CLIPAway: Harmonizing Focused Embeddings for Removing Objects via Diffusion Models
Yigit Ekin, Ahmet Burak Yildirim, Erdem Eren Caglar, Aykut Erdem, Erkut Erdem, Aysegul Dundar
TL;DR
Diffusion-based inpainting often hallucinates removed objects when removing content without explicit guidance. The authors present CLIPAway, which leverages AlphaCLIP embeddings to emphasize background regions and uses an MLP to align these embeddings with the IP-Adapter space, applying a background-focused vector subtraction $\mathbf{e}_{\text{final}} = \mathbf{e}_{\text{b}} - ( (\mathbf{e}_{\text{b}} \cdot \mathbf{e}_{\text{f}})/\|\mathbf{e}_{\text{f}}\| ) ( \mathbf{e}_{\text{f}} / \|\mathbf{e}_{\text{f}}\| )$ to suppress foreground content.

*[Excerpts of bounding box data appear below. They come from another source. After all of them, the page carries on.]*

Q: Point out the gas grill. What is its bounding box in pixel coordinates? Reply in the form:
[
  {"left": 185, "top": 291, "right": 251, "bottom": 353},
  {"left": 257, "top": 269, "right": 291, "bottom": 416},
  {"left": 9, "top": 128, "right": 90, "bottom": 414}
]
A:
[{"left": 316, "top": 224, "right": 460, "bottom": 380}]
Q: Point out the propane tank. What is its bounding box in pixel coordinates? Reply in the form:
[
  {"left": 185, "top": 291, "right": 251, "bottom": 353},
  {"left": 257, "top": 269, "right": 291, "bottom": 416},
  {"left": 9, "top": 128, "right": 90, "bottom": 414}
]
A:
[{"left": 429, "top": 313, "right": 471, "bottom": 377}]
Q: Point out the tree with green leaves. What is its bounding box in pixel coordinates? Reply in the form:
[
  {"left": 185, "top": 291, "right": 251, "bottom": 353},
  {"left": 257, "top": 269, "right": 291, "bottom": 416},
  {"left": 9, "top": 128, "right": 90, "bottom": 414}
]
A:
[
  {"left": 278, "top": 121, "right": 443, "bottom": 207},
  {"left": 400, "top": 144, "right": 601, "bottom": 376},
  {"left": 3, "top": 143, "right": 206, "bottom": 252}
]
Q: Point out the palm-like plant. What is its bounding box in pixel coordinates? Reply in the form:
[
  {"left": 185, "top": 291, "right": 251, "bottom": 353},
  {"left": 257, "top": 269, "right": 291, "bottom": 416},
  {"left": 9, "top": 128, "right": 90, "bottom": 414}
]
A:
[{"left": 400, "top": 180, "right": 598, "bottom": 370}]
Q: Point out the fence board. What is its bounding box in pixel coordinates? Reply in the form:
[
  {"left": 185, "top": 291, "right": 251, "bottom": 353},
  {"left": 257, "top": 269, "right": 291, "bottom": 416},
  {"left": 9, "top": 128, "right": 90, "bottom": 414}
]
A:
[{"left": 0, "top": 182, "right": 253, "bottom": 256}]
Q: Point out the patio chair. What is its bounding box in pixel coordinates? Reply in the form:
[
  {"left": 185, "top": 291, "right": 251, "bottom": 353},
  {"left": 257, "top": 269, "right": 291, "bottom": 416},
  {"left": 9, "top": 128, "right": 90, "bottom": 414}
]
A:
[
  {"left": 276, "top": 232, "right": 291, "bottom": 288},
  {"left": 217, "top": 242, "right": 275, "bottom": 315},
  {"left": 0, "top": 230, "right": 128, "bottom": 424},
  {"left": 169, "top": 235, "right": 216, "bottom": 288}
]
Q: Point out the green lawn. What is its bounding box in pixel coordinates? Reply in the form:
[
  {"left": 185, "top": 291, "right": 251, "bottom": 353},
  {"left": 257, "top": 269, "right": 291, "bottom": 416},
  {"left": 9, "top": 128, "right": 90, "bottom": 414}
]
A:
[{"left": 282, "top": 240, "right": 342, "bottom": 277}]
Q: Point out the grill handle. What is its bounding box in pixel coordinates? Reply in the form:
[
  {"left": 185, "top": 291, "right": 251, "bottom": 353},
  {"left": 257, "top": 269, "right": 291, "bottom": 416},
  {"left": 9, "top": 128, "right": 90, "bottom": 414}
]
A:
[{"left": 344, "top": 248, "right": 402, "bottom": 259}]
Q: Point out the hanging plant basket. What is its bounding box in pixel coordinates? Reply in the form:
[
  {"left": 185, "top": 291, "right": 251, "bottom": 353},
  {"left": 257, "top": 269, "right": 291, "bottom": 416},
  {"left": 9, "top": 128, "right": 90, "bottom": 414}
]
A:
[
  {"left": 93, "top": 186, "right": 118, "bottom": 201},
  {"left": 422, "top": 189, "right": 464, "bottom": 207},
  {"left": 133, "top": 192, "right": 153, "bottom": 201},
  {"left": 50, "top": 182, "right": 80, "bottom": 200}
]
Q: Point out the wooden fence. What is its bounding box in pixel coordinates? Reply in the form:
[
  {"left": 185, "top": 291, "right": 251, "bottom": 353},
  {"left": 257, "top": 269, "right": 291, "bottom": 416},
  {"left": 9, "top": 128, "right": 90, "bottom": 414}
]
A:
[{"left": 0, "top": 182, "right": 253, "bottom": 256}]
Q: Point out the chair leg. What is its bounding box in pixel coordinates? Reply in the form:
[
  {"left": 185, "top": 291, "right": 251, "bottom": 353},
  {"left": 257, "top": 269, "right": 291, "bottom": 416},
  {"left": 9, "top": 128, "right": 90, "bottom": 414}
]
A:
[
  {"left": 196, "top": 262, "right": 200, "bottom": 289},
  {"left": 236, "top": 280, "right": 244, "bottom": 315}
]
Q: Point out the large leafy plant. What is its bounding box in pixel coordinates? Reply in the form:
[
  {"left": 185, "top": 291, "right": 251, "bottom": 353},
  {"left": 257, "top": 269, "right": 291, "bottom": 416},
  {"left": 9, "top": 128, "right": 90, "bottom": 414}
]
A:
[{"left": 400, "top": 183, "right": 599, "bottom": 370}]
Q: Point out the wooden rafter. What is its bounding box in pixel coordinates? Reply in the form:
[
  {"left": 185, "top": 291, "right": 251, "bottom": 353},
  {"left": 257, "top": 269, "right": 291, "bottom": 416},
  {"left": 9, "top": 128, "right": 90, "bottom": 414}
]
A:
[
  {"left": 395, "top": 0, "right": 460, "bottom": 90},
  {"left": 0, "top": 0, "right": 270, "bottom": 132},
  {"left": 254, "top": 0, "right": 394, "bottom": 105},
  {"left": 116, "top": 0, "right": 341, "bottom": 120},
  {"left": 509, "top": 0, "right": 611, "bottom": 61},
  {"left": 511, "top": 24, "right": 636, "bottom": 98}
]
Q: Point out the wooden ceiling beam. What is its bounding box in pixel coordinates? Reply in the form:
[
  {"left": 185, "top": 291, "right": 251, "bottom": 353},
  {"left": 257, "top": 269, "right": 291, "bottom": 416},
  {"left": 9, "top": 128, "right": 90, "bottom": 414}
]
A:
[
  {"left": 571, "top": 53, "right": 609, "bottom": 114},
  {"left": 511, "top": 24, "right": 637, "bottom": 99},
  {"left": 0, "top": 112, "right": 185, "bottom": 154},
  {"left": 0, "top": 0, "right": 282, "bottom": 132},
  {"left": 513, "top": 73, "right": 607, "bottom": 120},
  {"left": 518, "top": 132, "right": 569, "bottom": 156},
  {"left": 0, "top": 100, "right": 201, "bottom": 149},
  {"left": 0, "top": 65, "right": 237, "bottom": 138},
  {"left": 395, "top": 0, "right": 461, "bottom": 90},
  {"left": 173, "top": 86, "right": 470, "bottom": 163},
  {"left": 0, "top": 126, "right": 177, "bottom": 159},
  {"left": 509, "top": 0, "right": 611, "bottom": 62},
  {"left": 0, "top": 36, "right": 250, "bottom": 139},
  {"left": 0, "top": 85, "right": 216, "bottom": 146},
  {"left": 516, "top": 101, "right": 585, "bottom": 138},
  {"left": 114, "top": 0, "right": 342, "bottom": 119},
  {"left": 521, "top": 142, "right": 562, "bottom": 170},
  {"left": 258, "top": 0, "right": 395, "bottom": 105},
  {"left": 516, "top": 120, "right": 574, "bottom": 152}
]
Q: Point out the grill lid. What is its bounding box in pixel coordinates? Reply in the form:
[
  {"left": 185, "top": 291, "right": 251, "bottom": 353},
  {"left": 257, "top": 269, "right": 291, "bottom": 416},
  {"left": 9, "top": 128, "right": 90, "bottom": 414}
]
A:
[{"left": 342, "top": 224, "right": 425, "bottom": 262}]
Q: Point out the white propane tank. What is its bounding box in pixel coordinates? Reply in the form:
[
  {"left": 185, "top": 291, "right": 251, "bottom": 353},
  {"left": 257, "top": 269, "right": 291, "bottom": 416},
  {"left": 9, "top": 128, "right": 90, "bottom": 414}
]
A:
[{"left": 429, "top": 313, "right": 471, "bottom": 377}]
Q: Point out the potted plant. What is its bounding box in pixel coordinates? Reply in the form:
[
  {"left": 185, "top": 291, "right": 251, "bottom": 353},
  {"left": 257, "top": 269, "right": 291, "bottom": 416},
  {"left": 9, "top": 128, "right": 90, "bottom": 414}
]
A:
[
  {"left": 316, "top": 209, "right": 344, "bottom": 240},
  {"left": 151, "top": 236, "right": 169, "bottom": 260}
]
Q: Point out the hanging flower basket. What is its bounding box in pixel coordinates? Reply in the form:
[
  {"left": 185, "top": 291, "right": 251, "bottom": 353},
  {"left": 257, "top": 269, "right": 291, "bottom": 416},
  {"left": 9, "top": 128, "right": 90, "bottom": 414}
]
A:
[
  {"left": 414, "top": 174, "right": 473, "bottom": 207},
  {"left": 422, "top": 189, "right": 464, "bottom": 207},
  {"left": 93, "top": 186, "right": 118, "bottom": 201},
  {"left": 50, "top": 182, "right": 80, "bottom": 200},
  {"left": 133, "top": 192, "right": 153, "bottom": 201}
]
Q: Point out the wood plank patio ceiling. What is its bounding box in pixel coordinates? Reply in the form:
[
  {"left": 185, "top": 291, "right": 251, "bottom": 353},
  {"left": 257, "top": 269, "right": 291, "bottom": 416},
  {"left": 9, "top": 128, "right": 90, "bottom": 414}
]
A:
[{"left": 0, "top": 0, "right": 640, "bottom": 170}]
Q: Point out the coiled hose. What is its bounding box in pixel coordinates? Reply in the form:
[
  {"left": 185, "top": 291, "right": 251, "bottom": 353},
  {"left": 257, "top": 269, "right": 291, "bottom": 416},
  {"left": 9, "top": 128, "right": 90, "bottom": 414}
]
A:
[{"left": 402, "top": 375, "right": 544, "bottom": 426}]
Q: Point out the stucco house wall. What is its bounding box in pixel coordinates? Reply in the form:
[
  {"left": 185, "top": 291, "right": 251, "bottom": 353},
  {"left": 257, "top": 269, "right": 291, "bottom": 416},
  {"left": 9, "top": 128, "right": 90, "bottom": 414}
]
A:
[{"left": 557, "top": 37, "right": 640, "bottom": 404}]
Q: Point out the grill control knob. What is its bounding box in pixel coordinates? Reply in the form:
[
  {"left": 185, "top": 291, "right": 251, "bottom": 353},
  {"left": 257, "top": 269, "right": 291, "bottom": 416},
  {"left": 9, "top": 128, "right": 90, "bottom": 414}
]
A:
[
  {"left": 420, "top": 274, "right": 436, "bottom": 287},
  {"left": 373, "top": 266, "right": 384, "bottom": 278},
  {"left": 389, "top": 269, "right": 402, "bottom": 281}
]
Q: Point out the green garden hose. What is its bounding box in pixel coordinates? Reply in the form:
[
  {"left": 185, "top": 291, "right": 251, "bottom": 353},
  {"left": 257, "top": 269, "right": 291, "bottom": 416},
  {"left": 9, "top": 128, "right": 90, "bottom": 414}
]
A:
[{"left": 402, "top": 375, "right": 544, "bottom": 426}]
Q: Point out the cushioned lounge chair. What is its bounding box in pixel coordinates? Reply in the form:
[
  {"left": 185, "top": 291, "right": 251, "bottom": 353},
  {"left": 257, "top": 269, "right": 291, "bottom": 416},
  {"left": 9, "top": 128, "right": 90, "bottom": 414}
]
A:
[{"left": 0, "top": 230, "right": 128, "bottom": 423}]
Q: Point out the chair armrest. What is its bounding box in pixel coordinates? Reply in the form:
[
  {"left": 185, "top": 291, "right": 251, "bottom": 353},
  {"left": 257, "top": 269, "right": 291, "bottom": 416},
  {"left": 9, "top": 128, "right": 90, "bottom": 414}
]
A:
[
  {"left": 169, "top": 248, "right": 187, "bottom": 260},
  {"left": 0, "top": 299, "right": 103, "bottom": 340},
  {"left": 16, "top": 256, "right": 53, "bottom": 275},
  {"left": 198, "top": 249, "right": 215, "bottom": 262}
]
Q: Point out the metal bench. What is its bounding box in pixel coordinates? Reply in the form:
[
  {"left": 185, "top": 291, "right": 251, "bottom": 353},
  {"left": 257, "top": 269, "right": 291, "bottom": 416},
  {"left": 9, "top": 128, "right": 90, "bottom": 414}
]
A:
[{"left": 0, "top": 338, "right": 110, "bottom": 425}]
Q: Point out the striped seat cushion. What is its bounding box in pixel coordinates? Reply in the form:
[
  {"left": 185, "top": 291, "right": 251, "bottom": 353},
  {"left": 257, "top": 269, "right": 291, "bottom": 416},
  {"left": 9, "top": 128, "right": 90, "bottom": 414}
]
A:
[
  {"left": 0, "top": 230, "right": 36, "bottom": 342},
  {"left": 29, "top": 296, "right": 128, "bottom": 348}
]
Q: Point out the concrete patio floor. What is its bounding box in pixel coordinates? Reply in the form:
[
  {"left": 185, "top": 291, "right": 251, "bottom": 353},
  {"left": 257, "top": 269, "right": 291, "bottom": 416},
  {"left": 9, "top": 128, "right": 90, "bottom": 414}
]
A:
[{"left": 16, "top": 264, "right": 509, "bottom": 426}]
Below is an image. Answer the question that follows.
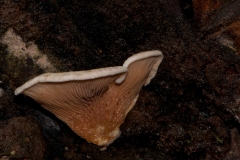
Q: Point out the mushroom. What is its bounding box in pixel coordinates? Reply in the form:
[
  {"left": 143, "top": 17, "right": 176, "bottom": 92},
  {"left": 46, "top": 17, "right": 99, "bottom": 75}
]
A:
[{"left": 15, "top": 50, "right": 163, "bottom": 146}]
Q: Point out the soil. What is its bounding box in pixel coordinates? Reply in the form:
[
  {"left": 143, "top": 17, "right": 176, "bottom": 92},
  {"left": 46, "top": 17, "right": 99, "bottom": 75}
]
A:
[{"left": 0, "top": 0, "right": 240, "bottom": 160}]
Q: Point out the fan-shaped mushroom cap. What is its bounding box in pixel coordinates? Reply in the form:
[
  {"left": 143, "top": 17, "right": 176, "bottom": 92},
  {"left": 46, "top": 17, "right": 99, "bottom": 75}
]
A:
[{"left": 15, "top": 51, "right": 163, "bottom": 146}]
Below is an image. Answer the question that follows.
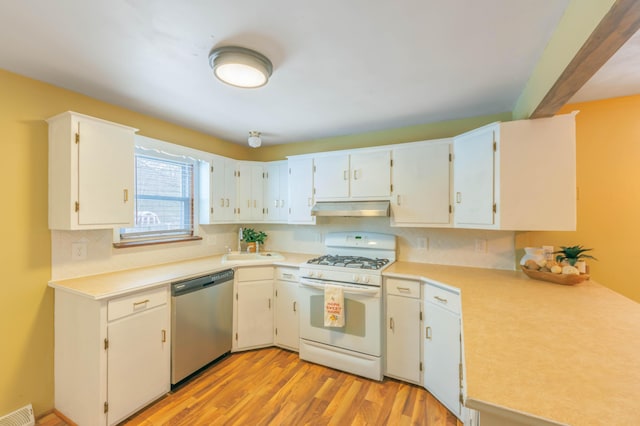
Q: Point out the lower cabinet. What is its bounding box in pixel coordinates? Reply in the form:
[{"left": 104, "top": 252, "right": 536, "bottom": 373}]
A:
[
  {"left": 384, "top": 278, "right": 422, "bottom": 384},
  {"left": 231, "top": 266, "right": 275, "bottom": 352},
  {"left": 273, "top": 267, "right": 300, "bottom": 351},
  {"left": 423, "top": 283, "right": 463, "bottom": 418},
  {"left": 54, "top": 287, "right": 171, "bottom": 425}
]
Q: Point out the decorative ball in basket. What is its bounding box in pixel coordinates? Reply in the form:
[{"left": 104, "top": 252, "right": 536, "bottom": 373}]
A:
[{"left": 520, "top": 245, "right": 597, "bottom": 285}]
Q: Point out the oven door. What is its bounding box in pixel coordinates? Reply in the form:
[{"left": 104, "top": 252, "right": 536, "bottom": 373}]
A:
[{"left": 298, "top": 278, "right": 382, "bottom": 356}]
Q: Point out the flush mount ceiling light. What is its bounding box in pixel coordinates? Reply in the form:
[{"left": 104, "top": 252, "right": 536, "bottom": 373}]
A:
[
  {"left": 209, "top": 46, "right": 273, "bottom": 88},
  {"left": 247, "top": 130, "right": 262, "bottom": 148}
]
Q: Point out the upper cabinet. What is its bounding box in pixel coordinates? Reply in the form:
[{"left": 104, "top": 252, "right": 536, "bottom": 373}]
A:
[
  {"left": 263, "top": 161, "right": 289, "bottom": 223},
  {"left": 287, "top": 157, "right": 316, "bottom": 224},
  {"left": 453, "top": 114, "right": 576, "bottom": 231},
  {"left": 47, "top": 112, "right": 137, "bottom": 230},
  {"left": 238, "top": 161, "right": 264, "bottom": 222},
  {"left": 314, "top": 149, "right": 391, "bottom": 201},
  {"left": 391, "top": 139, "right": 452, "bottom": 227},
  {"left": 200, "top": 155, "right": 237, "bottom": 225}
]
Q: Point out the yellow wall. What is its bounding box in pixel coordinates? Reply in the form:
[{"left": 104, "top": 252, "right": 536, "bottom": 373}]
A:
[
  {"left": 516, "top": 95, "right": 640, "bottom": 302},
  {"left": 255, "top": 112, "right": 511, "bottom": 161},
  {"left": 513, "top": 0, "right": 615, "bottom": 120},
  {"left": 0, "top": 70, "right": 251, "bottom": 414}
]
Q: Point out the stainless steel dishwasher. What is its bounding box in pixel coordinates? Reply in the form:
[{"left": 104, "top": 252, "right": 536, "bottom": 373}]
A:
[{"left": 171, "top": 269, "right": 233, "bottom": 385}]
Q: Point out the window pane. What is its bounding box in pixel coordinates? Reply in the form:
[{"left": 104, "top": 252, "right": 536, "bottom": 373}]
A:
[{"left": 121, "top": 155, "right": 193, "bottom": 239}]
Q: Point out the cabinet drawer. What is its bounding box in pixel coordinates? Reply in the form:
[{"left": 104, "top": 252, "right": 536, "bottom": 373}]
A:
[
  {"left": 424, "top": 283, "right": 461, "bottom": 314},
  {"left": 276, "top": 267, "right": 300, "bottom": 283},
  {"left": 107, "top": 287, "right": 167, "bottom": 321},
  {"left": 236, "top": 266, "right": 273, "bottom": 282},
  {"left": 385, "top": 278, "right": 420, "bottom": 299}
]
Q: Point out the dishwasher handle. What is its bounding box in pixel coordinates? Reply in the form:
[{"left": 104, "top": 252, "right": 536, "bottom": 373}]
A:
[{"left": 171, "top": 269, "right": 233, "bottom": 297}]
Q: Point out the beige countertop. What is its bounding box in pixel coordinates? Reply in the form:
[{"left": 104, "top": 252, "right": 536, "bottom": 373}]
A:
[
  {"left": 49, "top": 252, "right": 314, "bottom": 300},
  {"left": 385, "top": 262, "right": 640, "bottom": 425}
]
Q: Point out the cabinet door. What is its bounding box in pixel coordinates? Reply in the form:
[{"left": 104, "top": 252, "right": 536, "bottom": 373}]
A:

The approach is plug-and-play and data-agnostic, compatible with multiple diffusion-based inpainting methods, and evaluated on COCO 2017 with quantitative metrics and a user study showing strong preference for CLIPAway. It highlights practical impact for image restoration and editing while noting ethical considerations and limitations, such as slower speed relative to GANs and shadows not removed unless included in the mask.
Abstract
Advanced image editing techniques, particularly inpainting, are essential for seamlessly removing unwanted elements while preserving visual integrity. Traditional GAN-based methods have achieved notable success, but recent advancements in diffusion models have produced superior results due to their training on large-scale datasets, enabling the generation of remarkably realistic inpainted images. Despite their strengths, diffusion models often struggle with object removal tasks without explicit guidance, leading to unintended hallucinations of the removed object. To address this issue, we introduce CLIPAway, a novel approach leveraging CLIP embeddings to focus on background regions while excluding foreground elements. CLIPAway enhances inpainting accuracy and quality by identifying embeddings that prioritize the background, thus achieving seamless object removal. Unlike other methods that rely on specialized training datasets or costly manual annotations, CLIPAway provides a flexible, plug-and-play solution compatible with various diffusion-based inpainting techniques.